I should firstly point out that the guidance below is not guaranteed to get you poor rankings. Despite following some of my own advice, I have achieved many number 1 rankings for AdJuice. You should therefore be prepared for setbacks in your downward journey to last place in the search engine listings. My list is not exhaustive (exhausting, maybe?) but comprises my assessment of the 13 essential steps to ensuring your website is seen only by you, your web designer and your lawyer. If you want to get your SEO correct, don’t read any further. Call an SEO specialist!
1. Planning your terrible SEO campaign.
SEO has nothing to do with website design so leave all SEO considerations until the website is live, especially this article. If your website is still work-in-progress, then please return to read the rest of this later. A few months after you have finished admiring your new website, learnt how to monitor the number of visitors to the site and discovered there aren’t any, ask your website designer if they know anything about SEO. This may be the point you learn that the content management system they have used to design your site does not allow access to the source code and that your website cannot therefore be optimised for search. If your designer confirms they spent 2 weeks submitting your site manually to every search engine on the planet (and another week to some that aren’t), then you can take a breather, secure in the knowledge that you got off to a flying start in the race to the bottom of the rankings.
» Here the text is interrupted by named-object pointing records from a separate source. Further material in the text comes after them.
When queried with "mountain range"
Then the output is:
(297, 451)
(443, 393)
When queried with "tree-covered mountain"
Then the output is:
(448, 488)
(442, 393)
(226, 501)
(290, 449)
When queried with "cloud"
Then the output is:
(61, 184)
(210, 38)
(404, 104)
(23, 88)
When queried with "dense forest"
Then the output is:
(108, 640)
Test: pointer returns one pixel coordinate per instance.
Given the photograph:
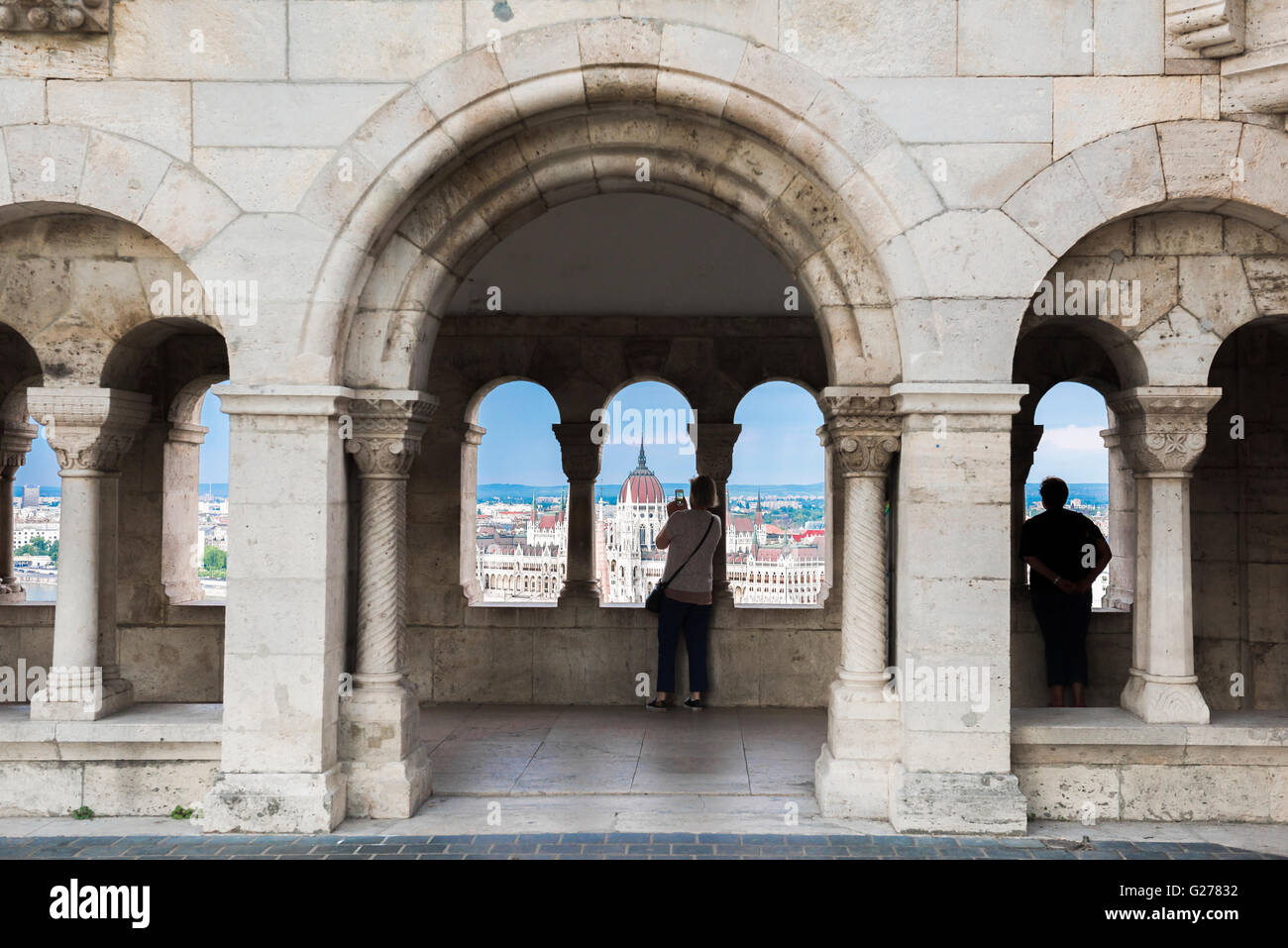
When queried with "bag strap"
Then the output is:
(665, 582)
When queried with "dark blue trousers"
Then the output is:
(692, 620)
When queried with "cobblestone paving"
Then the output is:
(601, 846)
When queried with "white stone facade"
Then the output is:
(335, 170)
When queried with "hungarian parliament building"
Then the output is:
(767, 565)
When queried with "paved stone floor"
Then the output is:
(621, 782)
(600, 846)
(545, 750)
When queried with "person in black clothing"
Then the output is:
(1065, 553)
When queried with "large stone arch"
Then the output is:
(739, 128)
(1220, 167)
(103, 172)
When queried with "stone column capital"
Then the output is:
(957, 398)
(862, 428)
(90, 429)
(16, 440)
(712, 443)
(1163, 429)
(579, 450)
(185, 433)
(386, 430)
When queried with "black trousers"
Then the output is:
(692, 620)
(1064, 621)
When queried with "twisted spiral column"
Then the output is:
(1162, 432)
(381, 581)
(863, 600)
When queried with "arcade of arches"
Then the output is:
(785, 228)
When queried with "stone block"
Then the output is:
(240, 40)
(951, 802)
(877, 38)
(1017, 38)
(22, 101)
(143, 788)
(262, 179)
(159, 114)
(1179, 233)
(980, 175)
(1128, 38)
(248, 115)
(1074, 792)
(121, 175)
(960, 108)
(382, 42)
(1091, 108)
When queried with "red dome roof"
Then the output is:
(642, 485)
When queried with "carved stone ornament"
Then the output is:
(1163, 429)
(54, 16)
(16, 440)
(386, 434)
(1214, 29)
(89, 429)
(863, 432)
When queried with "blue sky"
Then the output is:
(778, 443)
(1070, 449)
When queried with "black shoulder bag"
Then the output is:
(655, 599)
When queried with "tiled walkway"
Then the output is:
(599, 846)
(539, 750)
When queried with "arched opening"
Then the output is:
(1072, 364)
(1237, 518)
(520, 497)
(29, 527)
(777, 541)
(648, 460)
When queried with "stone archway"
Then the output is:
(561, 114)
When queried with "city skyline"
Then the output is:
(778, 443)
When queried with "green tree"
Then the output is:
(214, 563)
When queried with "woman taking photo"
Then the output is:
(690, 537)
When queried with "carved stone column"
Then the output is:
(581, 456)
(180, 541)
(385, 762)
(1025, 438)
(713, 445)
(90, 430)
(1122, 524)
(1162, 433)
(851, 776)
(16, 440)
(471, 442)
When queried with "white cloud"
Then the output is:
(1073, 438)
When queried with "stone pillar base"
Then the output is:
(851, 789)
(274, 802)
(385, 763)
(1164, 699)
(112, 697)
(387, 790)
(851, 777)
(954, 802)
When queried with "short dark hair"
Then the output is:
(1055, 491)
(702, 491)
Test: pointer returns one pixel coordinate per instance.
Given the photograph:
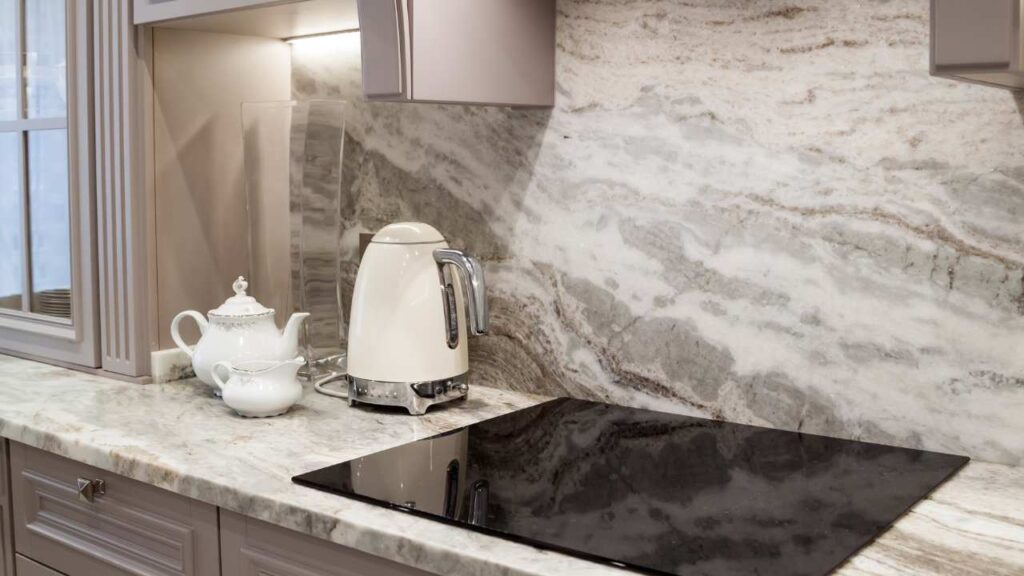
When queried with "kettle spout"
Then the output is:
(291, 333)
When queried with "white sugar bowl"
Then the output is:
(257, 388)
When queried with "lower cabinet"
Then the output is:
(6, 549)
(251, 547)
(81, 521)
(27, 567)
(68, 519)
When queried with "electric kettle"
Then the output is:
(408, 328)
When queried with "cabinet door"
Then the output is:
(28, 567)
(6, 549)
(132, 529)
(251, 547)
(158, 10)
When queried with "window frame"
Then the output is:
(23, 331)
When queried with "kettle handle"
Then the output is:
(472, 274)
(176, 335)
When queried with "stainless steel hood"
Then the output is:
(980, 41)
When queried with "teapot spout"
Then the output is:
(291, 333)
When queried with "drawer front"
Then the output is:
(251, 547)
(6, 548)
(133, 529)
(27, 567)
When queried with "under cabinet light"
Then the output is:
(295, 39)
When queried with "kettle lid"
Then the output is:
(241, 304)
(408, 233)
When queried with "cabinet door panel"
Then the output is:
(6, 549)
(251, 547)
(133, 529)
(28, 567)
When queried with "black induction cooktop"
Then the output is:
(654, 492)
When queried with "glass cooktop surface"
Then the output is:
(649, 491)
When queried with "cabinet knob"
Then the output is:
(89, 489)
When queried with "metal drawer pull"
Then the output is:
(89, 489)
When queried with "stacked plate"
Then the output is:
(54, 302)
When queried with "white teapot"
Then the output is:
(240, 329)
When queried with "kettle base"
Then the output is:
(415, 397)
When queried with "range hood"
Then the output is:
(979, 41)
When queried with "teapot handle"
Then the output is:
(215, 372)
(176, 335)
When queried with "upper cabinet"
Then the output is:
(464, 51)
(158, 10)
(979, 41)
(499, 52)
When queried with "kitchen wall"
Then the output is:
(762, 211)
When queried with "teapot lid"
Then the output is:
(241, 304)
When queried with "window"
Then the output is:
(35, 191)
(48, 305)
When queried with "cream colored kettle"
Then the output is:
(408, 328)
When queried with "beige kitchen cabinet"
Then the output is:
(147, 11)
(251, 547)
(29, 567)
(6, 549)
(464, 51)
(126, 528)
(980, 41)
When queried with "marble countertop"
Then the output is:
(178, 438)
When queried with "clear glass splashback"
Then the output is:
(293, 169)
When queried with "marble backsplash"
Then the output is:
(761, 211)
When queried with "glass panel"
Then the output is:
(46, 62)
(8, 60)
(49, 222)
(10, 223)
(293, 167)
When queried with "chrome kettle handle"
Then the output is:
(472, 274)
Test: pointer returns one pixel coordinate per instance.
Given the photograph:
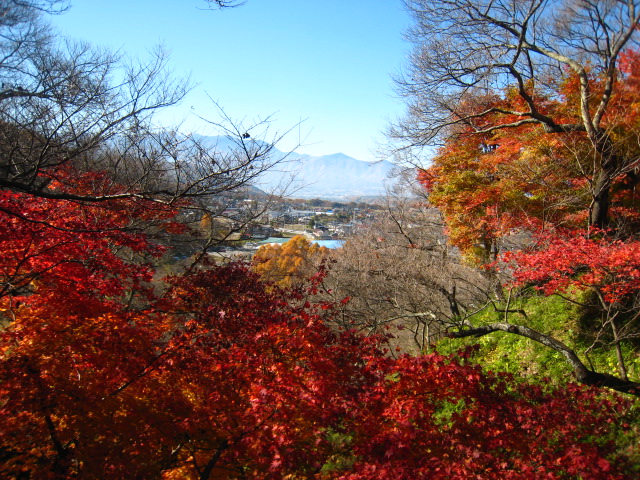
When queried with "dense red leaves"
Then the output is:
(610, 266)
(223, 373)
(526, 181)
(439, 418)
(221, 377)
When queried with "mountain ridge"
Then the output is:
(334, 176)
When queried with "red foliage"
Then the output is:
(223, 378)
(570, 260)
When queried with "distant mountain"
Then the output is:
(331, 177)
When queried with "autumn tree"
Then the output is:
(289, 264)
(400, 275)
(68, 107)
(224, 379)
(532, 106)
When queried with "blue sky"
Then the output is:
(329, 62)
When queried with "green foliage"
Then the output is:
(522, 357)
2. Change domain names frequently.
It takes time to build up good rankings for nearly any domain so change domains often. Spammers tend to buy and sell domains quickly so an old domain with many high quality links from other sites is one sign to the search engines that you are likely to be a bona fide business and not a spammer. Once you have acquired hundreds of quality links from other sites and started to see some improvements in your rankings it is time to select reverse gear. Change domain names and, in the process, break your links and leave the search engine robots (and your customers) stranded. If you have a short domain name that incorporates your principal keyword, is synonymous with your brand and easy to pronounce (for example, phones.com), then it is time to be more creative, dump your world class domain name and choose a spammy keyword domain name.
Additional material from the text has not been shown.